'Undesirable Guests' | 

UK watchdog launches probe into holiday park Pontins amid Traveller discrimination claims

Pontins was accused of using an “undesirable guest list”, which included 40 common Irish surnames such as Delaney and O’Brien, to stop Traveller families from booking a break at their parks.
The equalities watchdog has launched a formal investigation into Pontins holiday parks over “continued concerns” that it is discriminating against Gypsy and Traveller guests (PA)

The equalities watchdog has launched a formal investigation into Pontins holiday parks over “continued concerns” that it is discriminating against Gypsy and Traveller guests (PA)

Neasa Cumiskey

The UK’s Equality and Human Rights Commission has launched a probe into a holiday park company amid claims of discrimination against Gypsy and Traveller families.

Pontins was accused of using an “undesirable guest list”, which included 40 common Irish surnames such as Delaney and O’Brien, to stop Traveller families from booking a break at their parks.

Their list of Irish surnames was published on their intranet page, and it required staff to block any potential customers with those names from booking.

Last year, the owners of Pontins, Britannia Jinky Jersey, signed a 12-month legally binding agreement with the Equalities and Human Rights Commission to prevent racial discrimination in the future.

But the watchdog cancelled the agreement in February amid suspicions that Pontins had not taken the “required steps” needed to tackle racial discrimination.

The commission today launched a formal investigation into whether Pontins broke the Equality Act 2010 by preventing Gypsy and Traveller guests from staying at their parks.

They will also inspect Pontins’ booking policies, probing into whether they discriminate on the basis of race or ethnicity by requiring guests or prospective guests to be on the electoral register.

Marcial Boo, CEO of the Equality and Human Rights Commission, said: “We are concerned that Pontins may have illegally denied Gypsy and Traveller families the simple pleasure of a holiday.

“Any business that refuses to provide services to guests due to their race or ethnic group is likely to be breaking equality law.”

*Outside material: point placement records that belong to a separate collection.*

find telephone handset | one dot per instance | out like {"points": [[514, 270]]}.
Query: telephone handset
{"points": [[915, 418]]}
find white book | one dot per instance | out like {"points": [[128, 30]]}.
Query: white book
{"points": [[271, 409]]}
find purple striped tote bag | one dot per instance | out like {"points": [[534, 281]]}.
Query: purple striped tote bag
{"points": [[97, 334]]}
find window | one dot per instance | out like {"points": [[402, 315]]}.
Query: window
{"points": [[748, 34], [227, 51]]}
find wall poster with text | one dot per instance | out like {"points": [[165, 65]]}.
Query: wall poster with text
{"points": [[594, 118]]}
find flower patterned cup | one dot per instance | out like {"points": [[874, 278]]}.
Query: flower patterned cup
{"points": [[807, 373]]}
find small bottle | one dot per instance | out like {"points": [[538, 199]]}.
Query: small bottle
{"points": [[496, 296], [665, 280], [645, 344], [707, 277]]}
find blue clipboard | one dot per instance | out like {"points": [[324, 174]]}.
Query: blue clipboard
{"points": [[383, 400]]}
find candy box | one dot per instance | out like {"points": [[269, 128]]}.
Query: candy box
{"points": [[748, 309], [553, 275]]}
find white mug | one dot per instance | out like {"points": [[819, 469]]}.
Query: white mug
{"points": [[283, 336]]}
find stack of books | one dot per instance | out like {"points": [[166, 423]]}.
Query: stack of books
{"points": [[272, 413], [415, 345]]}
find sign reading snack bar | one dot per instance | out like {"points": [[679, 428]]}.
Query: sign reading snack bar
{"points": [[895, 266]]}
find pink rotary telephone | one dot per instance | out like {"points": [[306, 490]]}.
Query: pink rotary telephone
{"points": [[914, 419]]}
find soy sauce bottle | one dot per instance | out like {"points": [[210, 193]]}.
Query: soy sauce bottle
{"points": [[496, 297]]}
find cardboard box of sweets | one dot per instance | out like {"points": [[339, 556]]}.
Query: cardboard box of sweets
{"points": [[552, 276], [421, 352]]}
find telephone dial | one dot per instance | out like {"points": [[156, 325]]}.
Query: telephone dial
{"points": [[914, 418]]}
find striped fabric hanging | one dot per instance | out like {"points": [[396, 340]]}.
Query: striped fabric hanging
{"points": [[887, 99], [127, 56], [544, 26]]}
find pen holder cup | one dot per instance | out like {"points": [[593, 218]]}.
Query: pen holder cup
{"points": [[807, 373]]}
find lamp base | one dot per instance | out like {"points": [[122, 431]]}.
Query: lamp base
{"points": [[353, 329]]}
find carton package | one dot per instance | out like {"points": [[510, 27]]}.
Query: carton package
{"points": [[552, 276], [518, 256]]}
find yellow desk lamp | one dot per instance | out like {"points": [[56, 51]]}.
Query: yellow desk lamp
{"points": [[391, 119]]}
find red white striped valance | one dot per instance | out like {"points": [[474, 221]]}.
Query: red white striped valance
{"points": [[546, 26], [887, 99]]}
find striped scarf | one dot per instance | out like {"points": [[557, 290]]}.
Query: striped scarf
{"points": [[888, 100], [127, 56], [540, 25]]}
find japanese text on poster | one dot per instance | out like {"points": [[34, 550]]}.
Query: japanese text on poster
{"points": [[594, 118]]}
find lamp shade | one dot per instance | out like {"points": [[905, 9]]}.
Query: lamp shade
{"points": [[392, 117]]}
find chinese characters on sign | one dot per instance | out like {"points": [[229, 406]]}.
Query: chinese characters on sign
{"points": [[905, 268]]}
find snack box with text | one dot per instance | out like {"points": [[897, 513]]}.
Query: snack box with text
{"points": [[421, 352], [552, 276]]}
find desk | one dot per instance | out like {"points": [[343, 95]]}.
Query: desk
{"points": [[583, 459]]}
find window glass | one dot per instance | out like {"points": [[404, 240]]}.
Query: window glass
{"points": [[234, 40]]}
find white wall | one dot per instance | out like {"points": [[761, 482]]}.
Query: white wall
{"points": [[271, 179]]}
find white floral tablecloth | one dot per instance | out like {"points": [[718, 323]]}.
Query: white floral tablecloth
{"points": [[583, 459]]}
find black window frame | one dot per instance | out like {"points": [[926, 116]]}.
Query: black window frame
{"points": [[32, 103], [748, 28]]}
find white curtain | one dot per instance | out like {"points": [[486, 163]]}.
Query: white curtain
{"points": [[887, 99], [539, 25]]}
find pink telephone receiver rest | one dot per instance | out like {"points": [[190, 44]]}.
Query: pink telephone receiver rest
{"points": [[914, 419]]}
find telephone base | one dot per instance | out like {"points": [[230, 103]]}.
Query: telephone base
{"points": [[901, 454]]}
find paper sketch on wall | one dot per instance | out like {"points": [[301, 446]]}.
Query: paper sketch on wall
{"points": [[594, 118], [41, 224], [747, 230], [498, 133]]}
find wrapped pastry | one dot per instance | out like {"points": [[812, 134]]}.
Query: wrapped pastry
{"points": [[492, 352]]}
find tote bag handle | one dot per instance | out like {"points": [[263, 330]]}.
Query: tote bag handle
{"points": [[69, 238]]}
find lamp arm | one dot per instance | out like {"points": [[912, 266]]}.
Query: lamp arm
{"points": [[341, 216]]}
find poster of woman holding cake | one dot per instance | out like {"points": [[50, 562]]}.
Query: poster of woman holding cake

He said that Pontins’ failure to comply with their agreement has “with no choice but to use stronger enforcement powers to investigate further.”

“The EHRC will continue to use all legal powers at its disposal to ensure that no one experiences racism, whether at a holiday park or elsewhere, simply because of their name, ethnicity or the community they belong to.”

In February 2020, the commission received information from a whistleblower that alleged the company had a discriminatory booking policy that excluded Gypsies and Travellers, prompting an investigation.

The commission found that a blacklist of mainly Irish surnames was uploaded to Pontins’ employee intranet instructing workers to refuse bookings to “undesirable guests” with predominantly Irish surnames.

A message printed alongside the blacklist, first revealed by iNews, read: “Please be aware that several guests are unwelcome at Pontins, however some of these will still try and book – especially during school holidays.

“We have been informed by our Operations Director that we do not want these guests on our parks.”

Surnames on the list included Horan, McDonagh, Doherty, Boyle, and Ward.

According to the commission’s investigation, Pontins was also using its “Commercial Vehicles” policy to exclude Gypsies and Travellers from its holiday parks.

The executive director of the Equality and Human Rights Commission, Alastair Pringle, commented on their practices at the time, saying: “It is hard not to draw comparisons with an ‘undesirable guest list’ and the signs displayed in hotel windows fifty years ago, explicitly barring Irish people and Black people.

“Banning people from services based on their race is discrimination and is unlawful. To say that such policies are outdated is an understatement.”

Pontins has been contacted by the Sunday World for comment.